12. Compute the root mean squared error (RMSE) the these predictions.
simple_rmse = np.sqrt(np.mean((y_test - simple_predictions) ** 2))
print(simple_rmse)
13. Question: Was simple linear regression a good choice for modeling this relationship? Why or why not?
1. Create a linear regression model.
multiple_model = LinearRegression()
2. Train the model using all features of the training data.
multiple_model.fit(
X = X_train,
y = y_train)
3. Inspect the parameter estimates.
print("{:<12}: {: .3f}"
.format("y-intercept", multiple_model.intercept_))
for i, column_name in enumerate(X_train.columns):
print("{:<12}: {: .3f}".format(
column_name,
multiple_model.coef_[i]))
4. Question: How do you interpret these values?
5. Predict output values for the input values in the test set.
multiple_predictions = multiple_model.predict(X_test)
6. Visualize the prediction error.
plt.scatter(
x = X_train.Age,
y = y_train,
color = "black",
facecolor = "none")
plt.scatter(
x = X_test.Age,
y = multiple_predictions,
color = "blue",
marker = 'x')
plt.scatter(
x = X_test.Age,
y = y_test,
color = "green")
plt.plot(
[X_test.Age, X_test.Age],
[multiple_predictions, y_test],
color = "red",
zorder = 0)
plt.xlabel("Age")
plt.ylabel("Rate")
plt.show()
7. Question: How do you interpret this graph?
8. Compute the root mean squared error (RMSE) of these predictions.
multiple_rmse = np.sqrt(np.mean((y_test - multiple_predictions) ** 2))
print(multiple_rmse)
9. Question: Is this a better predictive model of the data?
1. Import the standard scaler from sklearn.
from sklearn.preprocessing import StandardScaler
2. Create standard scalers for training and test data.
X_scaler = StandardScaler()
y_scaler = StandardScaler()
3. Fit the scaler to all training data.
X_scaler.fit(X)
y_scaler.fit(y.values.reshape(-1, 1))
4. Scale the training and test data.
X_train_scaled = X_scaler.transform(X_train)
X_test_scaled = X_scaler.transform(X_test)
y_train_scaled = y_scaler.transform(y_train.values.reshape(-1, 1))
y_test_scaled = y_scaler.transform(y_test.values.reshape(-1, 1))
5. Import the neural network regressor class from sklearn.
from sklearn.neural_network import MLPRegressor
6. Create a neural network regressor with 4 hidden nodes, a tanh activation function, an LBFGS solver, and 1000 maximum iterations.

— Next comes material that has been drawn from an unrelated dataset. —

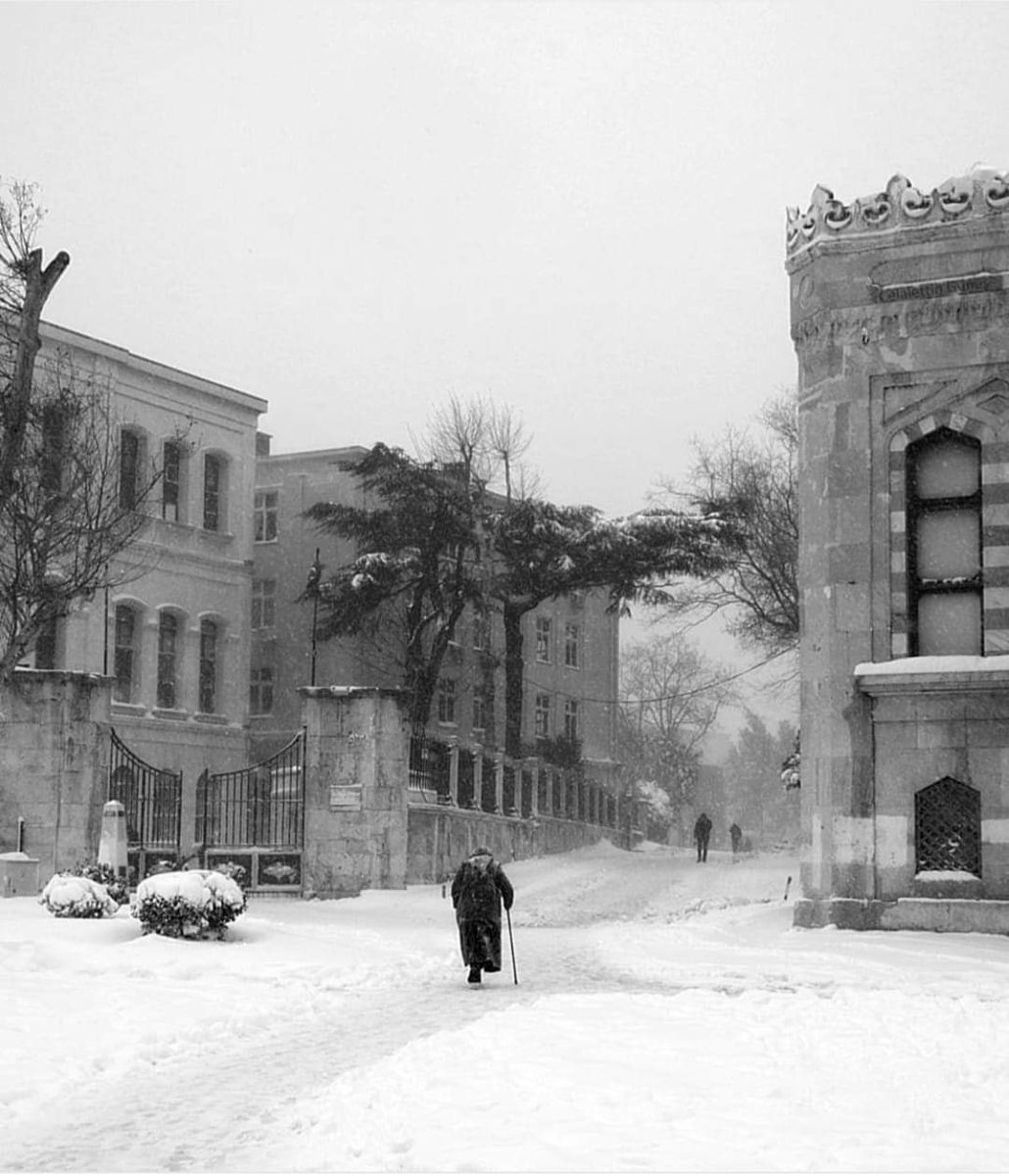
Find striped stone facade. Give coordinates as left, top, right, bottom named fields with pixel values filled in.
left=787, top=170, right=1009, bottom=925
left=889, top=392, right=1009, bottom=658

neural_model = MLPRegressor(
hidden_layer_sizes = (4),
activation = "tanh",
solver = "lbfgs",
max_iter = 1000)
7. Train the model with the training set.
neural_model.fit(
X = X_train_scaled,
y = y_train_scaled.reshape(-1, ))
8. Predict output values for the test set.

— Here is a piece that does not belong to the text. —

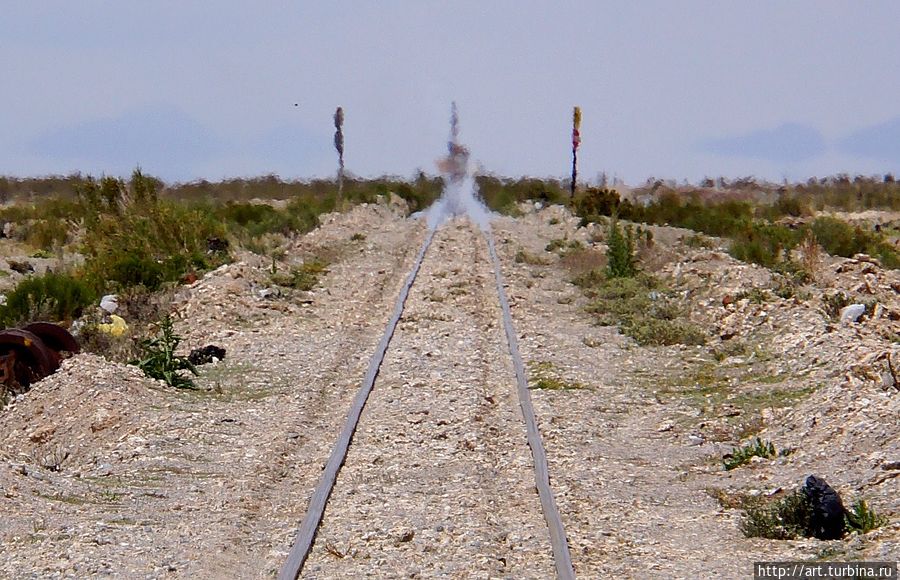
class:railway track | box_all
[278,220,574,579]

scaled_predictions = neural_model.predict(X_test_scaled)
9. Unscale the predictions.
neural_predictions = y_scaler.inverse_transform(scaled_predictions)
10. Visualize the prediction error.
plt.scatter(
x = X_train.Age,
y = y_train,
color = "black",
facecolor = "none")
plt.scatter(
x = X_test.Age,
y = neural_predictions,
color = "blue",
marker = 'x')
plt.scatter(
x = X_test.Age,
y = y_test,
color = "green")
plt.plot(
[X_test.Age, X_test.Age],
[neural_predictions, y_test],
color = "red",
zorder = 0)
plt.xlabel("Age")
plt.ylabel("Rate")
plt.show()
11. Compute the root mean squared error (RMSE) of these predictions.
neural_rmse = np.sqrt(np.mean((y_test - neural_predictions) ** 2))
12. Inspect the RMSE of these predictions.
print(neural_rmse)
1. Compare all three results.
print("Simple RMSE: ", simple_rmse)
print("Multiple RMSE: ", multiple_rmse)
print("Neural RMSE: ", neural_rmse)
2. Question: Which of these models would you choose? Why?